Di fronte a questi eventi straordinari ognuno di noi deve prendere posizione.
Molti europei hanno saputo accogliere i migranti: i cittadini austriaci e ungheresi hanno fatto la spola tra la stazione di Budapest e la frontiera austriaca, aiutando i migranti che attraversavano a piedi l’Ungheria, e disobbedendo alle indicazioni del governo xenofobo ungherese.

Alla stazione di Monaco di Baviera e in Germania la solidarietà delle persone comuni nei confronti dei rifugiati è impressionante.
In Islanda migliaia di persone hanno dato disponibilità ad accogliere dei migranti a casa loro.
Europei per una società aperta al mondo da una parte,
chi costruisce muri, stende filo spinato, agita la paura, dall’altra.
Sta a noi, a ciascuno di noi, scegliere da che parte stare!

Accoglienza diffusa

Un’altra iniziativa in solidarietà ai richiedenti asilo:

PER UN PROGETTO DI ACCOGLIENZA DIFFUSA DEI MIGRANTI IN VAL PELLICE.

APRIAMO LE NOSTRE CASE!

In questa estate abbiamo assistito a qualcosa di straordinario, una ondata massiccia di arrivi di rifugiati, migranti, richiedenti asilo, che hanno attraversato le frontiere e i mari, scavalcando fili spinati e muri, percorrendo a piedi centinaia di chilometri, pur di sperare in un futuro migliore. Abbiamo pianto nel vedere la foto del bambino siriano annegato sulle spiagge turche In Europa c’è chi ha costruito muri e chi ha scelto di dare rifugio a chi scappa dalla guerra in Siria. Le associazioni, le chiese hanno messo in piedi progetti di accoglienza, come è successo ad esempio a Villar Pellice, mentre le inchieste dimostravano che altri speculavano e si arricchivano addirittura sui migranti. Papa Francesco ha chiesto di aprire le parrocchie ai migranti, chiedendo ad ogni parrocchia di accogliere 5 migranti. In molti si stanno muovendo. Tocca anche a noi fare qualcosa. Noi crediamo che questa situazione, che cambierà il volto dell’Europa, non possa essere solo delegata alla gestione degli stati o dei professionisti dell’accoglienza, ma che sia anche un’occasione straordinaria di incontro tra persone. Attiviamo dal basso un progetto di accoglienza diffusa dei migranti, che si integri con i progetti ufficiali, come già sperimentato in altri comuni. Stiamo quindi raccogliendo le disponibilità di persone e famiglie della Val Pellice ad accogliere a casa propria un richiedente asilo che è attualmente ospite nei progetti di accoglienza in Valle, per dare continuità a questi progetti, oppure di mettere a disposizione un alloggio vuoto e sfitto.

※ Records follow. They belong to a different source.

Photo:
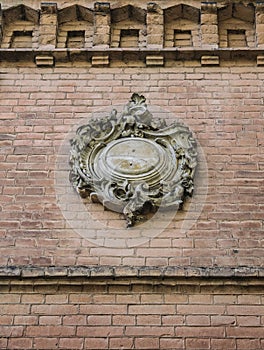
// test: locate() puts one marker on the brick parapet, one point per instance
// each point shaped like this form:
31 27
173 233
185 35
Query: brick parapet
179 31
130 272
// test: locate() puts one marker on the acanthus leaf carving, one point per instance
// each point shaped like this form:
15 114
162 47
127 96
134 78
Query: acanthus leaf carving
133 164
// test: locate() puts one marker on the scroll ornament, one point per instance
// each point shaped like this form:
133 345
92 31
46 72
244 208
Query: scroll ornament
135 163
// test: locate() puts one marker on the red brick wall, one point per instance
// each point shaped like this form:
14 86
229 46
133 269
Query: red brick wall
107 315
196 280
222 106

Il mondo è arrivato a Villar Pellice

In seguito all’arrivo a Villar Pellice di 60 richiedenti asilo, e in seguito a tutti gli avvenimenti correlati, abbiamo scritto questo volantino, ricordando che l’accoglienza per noi è un bene comune, come l’acqua, l’aria, le nostre montagne e tutto quello che ci fa vivere e condividere le nostre vite assieme agli altri.

Il mondo è arrivato a Villar Pellice

Sono arrivati i primi migranti. Non hanno certo scelto loro di venire a Villar, e di venirci in sessanta. Non l’ha scelto il comune. Siamo un po’ disorientati noi come lo sono certo loro.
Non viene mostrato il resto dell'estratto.